Where We Stand

Youth in the Adult Criminal Justice System

Position:
The National Alliance to End Sexual Violence opposes the automatic treatment of youth as adults in the criminal justice system as well as the placement of youth in adult jails and adult prisons.
Discussion:
Every year, approximately 200,000 youth under 18 are prosecuted in the adult criminal justice system. Many of these youth live in the seven remaining states where 16 and/or 17 year olds are automatically treated as adults no matter their offense, their trauma history, or their mental health needs.

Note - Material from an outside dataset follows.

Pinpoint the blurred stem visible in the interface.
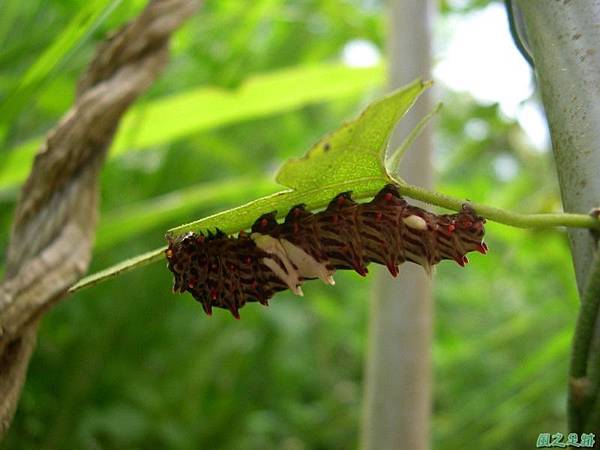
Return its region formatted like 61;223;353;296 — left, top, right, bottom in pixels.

According to the Bureau of Justice Statistics, in 2015 approximately 3,500 youth were held in adult jails on the last weekday in June, and 993 youth were held in adult prisons on December 31st. While youth under 18 are a small percentage of the individuals in jails and prisons, they are disproportionately at risk of being victims of sexual violence. The National Prison Rape Elimination Commission found that, “…juveniles comprise less than 1 percent of jail inmates in 2005, yet they accounted for 21 percent of all victims of substantiated incidents of inmate-perpetrated sexual violence in jails that year.” More recent studies found that “three-quarters of youthful inmates aged 16 and 17 that reported abuse (75.5%) were victimized more than once by staff and less than 1 in 10 reported the staff sexual misconduct to anyone. ” Additionally, 65.5% of those youth that reported abuse were victimized more than once by other inmates and an estimated 79% reported experiencing physical force or threat of force. Deborah LaBelle, a civil rights attorney, told the National Prison Rape Elimination Commission that “80 percent of the 420 boys sentenced to life without parole in three states- Michigan, Illinois, and Missouri- reported that, within the first year of their sentence, they had been sexually assaulted by at least one adult male prisoner.”
Youth in the adult criminal justice system are at an elevated risk of sexual violence and as a result their outcomes are worse than their peers in the juvenile justice system. They are more likely to commit suicide and more likely to recidivate and end up back in the system. They are also more likely to be held in solitary confinement where they experience social and educational deprivation.
The National Alliance to End Sexual Violence opposes the automatic treatment of youth as adults in the criminal justice system as well as the placement of youth in adult jails and adult prisons. To end the high risk of sexual violence against youth under 18, youth should be served by developmentally appropriate and evidence-informed programs that can keep them and their communities safe while also providing education, treatment, and rehabilitation.